Last Saturday I had to take a trip into the Walmart Supercenter that’s just down the road from my house. This is the one that they remodeled a couple of years ago, eliminating the fabric counter and at least half the yarn in the process. I used to work in that store, and after the fabric was gone I don’t think I made it through a day without suggesting to at least one shopper that they call corporate customer service and tell them how unhappy the lack of proper crafty offerings was making them.
I suspect some of them did. And if you figure even one customer a week per Walmart that had its fabric removed calling to complain over the last two years, apparently it adds up to this:
I was heading down toward sporting goods when I saw something out of the corner of my eye that stopped me in my tracks. It was a bolt of fabric. And along with it? More bolts of fabric. And when I peered around the end of the aisle, I discovered something I never expected to see in a Walmart store again: a fabric counter. And they were busy, too. Ten o’clock in the morning and there was an associate cutting fabric and a couple of people waiting in line.

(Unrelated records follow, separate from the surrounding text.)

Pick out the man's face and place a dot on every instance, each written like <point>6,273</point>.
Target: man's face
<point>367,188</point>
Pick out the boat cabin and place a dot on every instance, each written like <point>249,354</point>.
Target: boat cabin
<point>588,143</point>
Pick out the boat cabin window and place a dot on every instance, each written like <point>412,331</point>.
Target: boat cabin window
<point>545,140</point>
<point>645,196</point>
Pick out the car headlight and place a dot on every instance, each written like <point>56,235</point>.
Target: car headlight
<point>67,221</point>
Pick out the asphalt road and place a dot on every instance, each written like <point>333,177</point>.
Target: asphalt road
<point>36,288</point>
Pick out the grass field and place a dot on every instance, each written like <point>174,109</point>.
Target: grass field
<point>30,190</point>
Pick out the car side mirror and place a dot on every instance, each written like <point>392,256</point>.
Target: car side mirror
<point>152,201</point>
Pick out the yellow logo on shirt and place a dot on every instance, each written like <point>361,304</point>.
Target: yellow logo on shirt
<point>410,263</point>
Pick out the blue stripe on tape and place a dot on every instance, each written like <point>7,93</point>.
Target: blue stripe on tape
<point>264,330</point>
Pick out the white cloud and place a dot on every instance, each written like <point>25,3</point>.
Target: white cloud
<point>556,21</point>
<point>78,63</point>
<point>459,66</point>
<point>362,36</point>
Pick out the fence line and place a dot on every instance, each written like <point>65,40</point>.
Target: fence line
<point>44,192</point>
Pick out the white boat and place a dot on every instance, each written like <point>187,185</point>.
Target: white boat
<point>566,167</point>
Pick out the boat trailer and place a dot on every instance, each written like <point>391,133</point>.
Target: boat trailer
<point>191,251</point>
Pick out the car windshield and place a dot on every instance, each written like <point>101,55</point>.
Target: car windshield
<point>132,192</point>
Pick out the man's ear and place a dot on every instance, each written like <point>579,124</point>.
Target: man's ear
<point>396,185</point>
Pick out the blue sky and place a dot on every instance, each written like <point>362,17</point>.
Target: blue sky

So just for fun I headed down a couple of aisles to take a peek at the yarn. I’m not sure it’s quite as large a section as they once had, since it’s arranged so differently that it’s hard to tell. But the footage that they have now is about double what they had immediately after the remodel. I was going to walk down and see what exactly they had, but the aisle was blocked by people shopping.
I’m shocked and oddly pleased that Walmart has responded to the unhappiness with the changes it made by actually changing it back. No matter how you feel about Walmart, I think this is a good thing.